Imagine um país que manteve a escravidão de africanos negros até quase o final do século XIX. Essas pessoas foram exploradas como mão de obra cativa em plantações de açúcar e café, criando riqueza que foi apropriada pelos brancos. Além do valor material, a diáspora africana deixou uma imensa herança cultural, refletida na culinária, língua, música e tradições religiosas, presente até hoje.
No carnaval do Tuiuti, essas conexões culturais ganham destaque através do enredo Lonã Ifá Lukumí, inspirado na diáspora africana em Cuba e suas semelhanças com o Brasil.
Origem do Enredo
Embora possa parecer que a narrativa vem do Brasil, a inspiração é de Cuba, um país levemente maior que o estado de Santa Catarina.

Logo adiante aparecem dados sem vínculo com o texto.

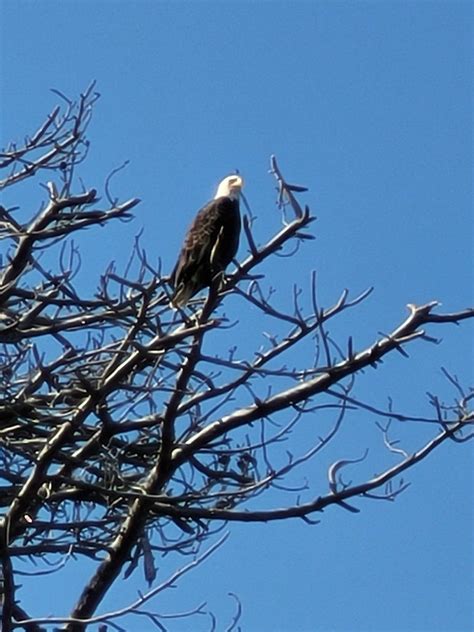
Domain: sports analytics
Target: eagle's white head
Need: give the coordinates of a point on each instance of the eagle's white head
(230, 187)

O enredo Lonã Ifá Lukumí foi criado pelo Grêmio Recreativo Escola de Samba Paraíso de Tuiuti, com letras compostas por Luiz Antonio Simas, em parceria com Claudio Russo e Gustavo Clarão. A apresentação será feita por Pixulé, nome artístico de Roosevelt Martins Gomes da Cunha.
Simas explicou à Agência Brasil que se interessou pelo enredo devido à religiosidade afro-caribenha e sua conexão histórica com o Brasil, motivando-o a colaborar com a composição do samba-enredo.
Significado do Enredo
O título Lonã Ifá Lukumí combina três conceitos:
- Lonã: caminhos, comunicação entre humanos e divindades.
- Lukumí: descendentes iorubás escravizados em Cuba.
- Ifá: uma forma de religiosidade que une espiritualidade e racionalidade, filosofia e técnica, fundamentando práticas rituais.
Segundo Nei Lopes, autor do livro Ifá Lucumí: o resgate da tradição, essa narrativa cultural é central para compreender a influência africana na América.
Do Livro à Avenida
A apresentação do Tuiuti ocorrerá em seis setores, incluindo alas de passistas e carros alegóricos.
- Primeiro setor: chegada do Ifá à Terra e transmissão de conhecimento aos primeiros babalawos.
- Segundo setor: expansão do Ifá para outras civilizações e a diáspora iorubá.
- Terceiro setor: resistência à escravidão em Cuba, incluindo a Revolta de Matanzas em 1843 liderada por Carlota Lacumí.
- Quarto setor: Adeshina Remigio Herrera, primeiro babalawo de Ifá em Cuba.
- Setores seguintes: elementos religiosos, rituais sagrados (ebós), alimentação e oferendas, mostrando paralelos com o Candomblé brasileiro.
O enredo ainda destaca a chegada do Ifá Lucumí ao Brasil nos anos 1990, com Rafael Zamora Díaz, babalawo cubano que se estabeleceu no Rio de Janeiro.
Sobre a Escola Paraíso do Tuiuti
Fundada em 1952 por remanescentes de antigas escolas de samba e blocos do Morro do Tuiuti, a escola se consolidou no Carnaval do Rio. Seu melhor resultado foi o vice-campeonato do Grupo Especial em 2018, com o enredo Meu Deus, Meu Deus, a Escravidão Acabou?. Desde 2017, participa continuamente do grupo de elite do carnaval carioca.
Cronograma de Desfiles do Grupo Especial 2026
1º dia – Domingo (15/2)
- Acadêmicos de Niterói – Do Topo da Esperança de Mulungu Surge Lula, o Trabalhador do Brasil
- Imperatriz Leopoldinense – Camaleônica
- Portela – O Mistério do Príncipe de Bará
- Estação Primeira de Mangueira – Mestre Sacacá do Encanto Tucuju
2º dia – Segunda-feira (16/2)
- Mocidade Independente de Padre Miguel – Rita Lee, a Padroeira da Liberdade
- Beija-Flor de Nilópolis – Bembé do Mercado
- Unidos do Viradouro – Pra Cima, Ciça
- Unidos da Tijuca – Carolina Maria de Jesus
3º dia – Terça-feira (17/2)
- Paraíso do Tuiuti – Lonã Ifá Lukumí
- Unidos de Vila Isabel – Macumbembê, Samborembá: I dreamed that a Samba Dancer Dreamed Africa
- Acadêmicos do Grande Rio – A Nação do Mangue
- Acadêmicos do Salgueiro – A viagem delirante do professor que não tinha medo de bruxas, bacalhau ou do pirata do palanque
Conclusão
O enredo Lonã Ifá Lukumí do Paraíso do Tuiuti valoriza a herança africana em Cuba e no Brasil, mostrando tradições religiosas, resistência à escravidão e a disseminação do Ifá. A escola transforma história, cultura e espiritualidade em espetáculo, unindo pesquisa, música e performance no Carnaval do Rio.